I saw this article on my facebook feed this morning and thought it relevant to our discussion here. It’s the perspective of a mother who loves her IVF daughter but regrets the IVF:

[quote=]Today I have the distinct privilege of bringing a unique voice to the discussion about in vitro fertilization (IVF). Katy* is a wife, mother, Catholic, and a regular blog reader who emailed me a few months ago with a story to share…

Beautiful article!

Nowhere in Genesis does it say that Abraham committed a sin by marrying Haggar:

Genesis 16:3: So after Abram had been living in Canaan ten years, Sarai his wife took her Egyptian slave Hagar and gave her to her husband to be his wife.

God could certainly have said something to Abraham about this being a sin when he came to him at the Oaks of Mamre, but Genesis says nothing about any such conversation.

Catechism on IVF:

2377 Techniques involving only the married couple (homologous artificial insemination and fertilization) are perhaps less reprehensible, yet remain morally unacceptable. They dissociate the sexual act from the procreative act. The act which brings the child into existence is no longer an act by which two persons give themselves to one another, but one that “entrusts the life and identity of the embryo into the power of doctors and biologists and establishes the domination of technology over the origin and destiny of the human person. Such a relationship of domination is in itself contrary to the dignity and equality that must be common to parents and children.” "Under the moral aspect procreation is deprived of its proper perfection when it is not willed as the fruit of the conjugal act, that is to say, of the specific act of the spouses’ union . ... Only respect for the link between the meanings of the conjugal act and respect for the unity of the human being make possible procreation in conformity with the dignity of the person."
2378 A child is not something owed to one, but is a gift. The “supreme gift of marriage” is a human person. A child may not be considered a piece of property, an idea to which an alleged “right to a child” would lead. In this area, only the child possesses genuine rights: the right “to be the fruit of the specific act of the conjugal love of his parents,” and “the right to be respected as a person from the moment of his conception.”
I don’t read here a suggestion that the child’s rights are grievously violated, as they are indeed violated in various other scenarios, such as where surrogacy is involved. Certainly one can make a case about a lack of dignity, in respect of both parents and the child, and perhaps that is a basis to suggest a violation of rights. I can understand parents being prepared to look past that.
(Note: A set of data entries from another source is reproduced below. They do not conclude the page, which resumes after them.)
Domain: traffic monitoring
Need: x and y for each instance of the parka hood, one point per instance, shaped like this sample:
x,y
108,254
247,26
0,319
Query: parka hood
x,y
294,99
Was your granddaughter first known in the womb, or elsewhere? IVF involves conception in a lab. And usually a number of eggs are fertilised.

Life begins at conception - so unless you believe God can be tricked into bestowing life, He willed her existence and both knew and loved her from the moment He created her…

I just noted conception does not occur in the womb with IVF. From your earlier post, I was not sure if you knew that.

I don’t know what conclusion you draw from the “fact” of conception or from God’s love of every child. These are facts not in dispute.